Well, what of tomorrow? There is little doubt that the idea is in some minds to handle the prospective pricing system by the business-school prescription, as follows: Cut the budget until something bad happens; if nothing bad happens, cut it again. Eventually, something bad will happen, so then pull back a little; optimum expenditure for the line item has been bracketed. Under this classic formula for managing something you don't understand, one problem is to avoid a total wreck. Therefore, the main job of peer review organizations is to maintain credibility, carefully identifying how much or little shabbiness existed when resources were unlimited, and remorselessly showing how with limited resources there is probably more shabbiness. But we must also remember that we will be carrying unwelcome news, which Government and Business will wish to suppress. It is not useful, Uwe, to announce in advance what you would consider being shabbiness because it alone might be spared, while budget cuts remorselessly destroy services more difficult to quantify. With bureaucrats, you have to hit hard and unexpectedly with evidence that they have palpably done wrong; you need a scandal. The higher they rise in the bureaucracy, the less they fear failure and the more they hate criticism. Let's hope we can be shrewd and alert peer reviewer guerrillas, so the scalps we then display scornfully to the public will be early sentinel effects, comparatively non-damaging to the public while still devastating as trophies. on the other hand, if we prove to be indolent and docile peer reviewers, constriction of medical resources will only be halted by shoddiness which is past denying.

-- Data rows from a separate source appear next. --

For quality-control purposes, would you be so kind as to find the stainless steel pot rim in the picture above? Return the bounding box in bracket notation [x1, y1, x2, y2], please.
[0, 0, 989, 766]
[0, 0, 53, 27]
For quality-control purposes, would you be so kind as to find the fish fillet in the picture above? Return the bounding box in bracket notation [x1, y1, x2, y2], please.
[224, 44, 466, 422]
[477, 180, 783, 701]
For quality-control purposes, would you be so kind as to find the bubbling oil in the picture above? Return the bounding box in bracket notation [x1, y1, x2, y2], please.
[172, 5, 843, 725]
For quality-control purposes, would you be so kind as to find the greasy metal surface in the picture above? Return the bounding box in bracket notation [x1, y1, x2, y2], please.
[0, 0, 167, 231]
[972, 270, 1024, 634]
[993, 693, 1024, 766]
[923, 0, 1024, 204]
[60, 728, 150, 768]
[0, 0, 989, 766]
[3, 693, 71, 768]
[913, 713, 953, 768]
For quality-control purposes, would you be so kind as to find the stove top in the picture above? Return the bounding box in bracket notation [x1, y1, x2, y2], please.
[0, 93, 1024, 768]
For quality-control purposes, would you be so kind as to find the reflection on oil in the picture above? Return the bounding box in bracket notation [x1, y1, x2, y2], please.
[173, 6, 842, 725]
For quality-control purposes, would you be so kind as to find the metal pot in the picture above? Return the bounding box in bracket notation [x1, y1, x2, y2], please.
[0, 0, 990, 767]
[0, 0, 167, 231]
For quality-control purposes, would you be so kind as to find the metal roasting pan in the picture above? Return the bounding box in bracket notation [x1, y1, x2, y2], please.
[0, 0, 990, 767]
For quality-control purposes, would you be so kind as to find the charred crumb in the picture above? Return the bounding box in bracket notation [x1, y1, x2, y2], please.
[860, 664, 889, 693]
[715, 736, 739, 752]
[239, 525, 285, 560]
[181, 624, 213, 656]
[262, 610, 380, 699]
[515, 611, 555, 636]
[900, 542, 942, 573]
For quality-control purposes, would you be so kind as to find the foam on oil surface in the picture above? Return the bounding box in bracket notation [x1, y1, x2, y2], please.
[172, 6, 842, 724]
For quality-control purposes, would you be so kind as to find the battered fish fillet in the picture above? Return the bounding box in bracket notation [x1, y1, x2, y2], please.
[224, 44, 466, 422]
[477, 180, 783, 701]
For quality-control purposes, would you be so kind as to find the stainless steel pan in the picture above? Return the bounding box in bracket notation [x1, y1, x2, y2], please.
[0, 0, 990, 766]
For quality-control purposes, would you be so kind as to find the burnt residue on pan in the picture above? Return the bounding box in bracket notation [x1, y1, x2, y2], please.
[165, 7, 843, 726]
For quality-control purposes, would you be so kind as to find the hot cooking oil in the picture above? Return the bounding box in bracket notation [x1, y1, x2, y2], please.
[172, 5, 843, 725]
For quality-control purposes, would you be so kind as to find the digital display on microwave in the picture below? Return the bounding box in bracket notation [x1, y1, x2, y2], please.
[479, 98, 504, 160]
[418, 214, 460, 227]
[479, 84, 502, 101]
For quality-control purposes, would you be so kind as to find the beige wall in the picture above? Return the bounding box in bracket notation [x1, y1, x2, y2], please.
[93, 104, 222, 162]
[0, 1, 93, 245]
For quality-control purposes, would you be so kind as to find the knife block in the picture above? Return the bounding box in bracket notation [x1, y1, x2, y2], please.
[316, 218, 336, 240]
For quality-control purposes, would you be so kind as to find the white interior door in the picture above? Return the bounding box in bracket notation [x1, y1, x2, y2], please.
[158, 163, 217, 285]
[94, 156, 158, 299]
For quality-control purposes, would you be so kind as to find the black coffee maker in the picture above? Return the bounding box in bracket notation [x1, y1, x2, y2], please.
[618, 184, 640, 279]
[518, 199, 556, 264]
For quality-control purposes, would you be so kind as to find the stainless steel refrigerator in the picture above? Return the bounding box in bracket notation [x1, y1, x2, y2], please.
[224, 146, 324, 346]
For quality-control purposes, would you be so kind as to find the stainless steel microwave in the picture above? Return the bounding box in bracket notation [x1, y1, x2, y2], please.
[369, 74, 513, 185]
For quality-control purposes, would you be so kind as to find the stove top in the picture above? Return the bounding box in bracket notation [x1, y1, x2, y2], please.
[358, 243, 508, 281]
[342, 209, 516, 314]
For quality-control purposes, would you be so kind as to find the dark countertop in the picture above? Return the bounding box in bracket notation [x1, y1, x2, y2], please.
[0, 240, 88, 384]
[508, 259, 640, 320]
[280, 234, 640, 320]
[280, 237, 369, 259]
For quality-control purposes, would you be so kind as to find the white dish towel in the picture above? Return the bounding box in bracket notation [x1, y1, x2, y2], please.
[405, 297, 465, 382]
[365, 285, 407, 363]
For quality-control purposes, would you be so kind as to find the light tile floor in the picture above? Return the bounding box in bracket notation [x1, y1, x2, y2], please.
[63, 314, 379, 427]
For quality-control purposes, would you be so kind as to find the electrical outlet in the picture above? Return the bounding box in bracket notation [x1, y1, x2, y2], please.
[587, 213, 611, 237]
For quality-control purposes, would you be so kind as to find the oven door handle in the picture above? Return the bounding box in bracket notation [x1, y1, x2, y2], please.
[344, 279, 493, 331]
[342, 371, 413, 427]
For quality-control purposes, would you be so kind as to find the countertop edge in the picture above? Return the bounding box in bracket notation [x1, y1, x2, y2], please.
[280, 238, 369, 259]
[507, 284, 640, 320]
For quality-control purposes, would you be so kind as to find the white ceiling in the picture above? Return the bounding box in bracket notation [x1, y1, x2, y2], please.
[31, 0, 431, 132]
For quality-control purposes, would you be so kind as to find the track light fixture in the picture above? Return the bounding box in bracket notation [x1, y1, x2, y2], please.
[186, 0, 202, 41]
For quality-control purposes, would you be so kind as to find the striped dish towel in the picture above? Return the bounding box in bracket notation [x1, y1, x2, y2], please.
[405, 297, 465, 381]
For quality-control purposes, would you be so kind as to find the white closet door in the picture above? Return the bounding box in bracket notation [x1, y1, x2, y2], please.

If it seems almost inevitable that we will have to play out this guerrilla warfare, there is still a chance that loss of will by Congress and the Business Community may make the worst features of it unnecessary. Perhaps they will see their efforts were misguided in two main ways. First, like Platonists, they misapprehend that medical quality is independent of the cost when in fact it is largely defined by it. Secondly, they have come to believe their own rhetoric that the cost of medical care is their problem; they may come to recognize that it really isn't their money, anyway. Congress is merely dispensing the public's tax dollars, and Business is merely administering a tax dodge in fringe benefits. When it isn't your own money, and you don't really know what you are talking about anyway, a few lurid scandals can sometimes convince you that some other dabblings would be more useful.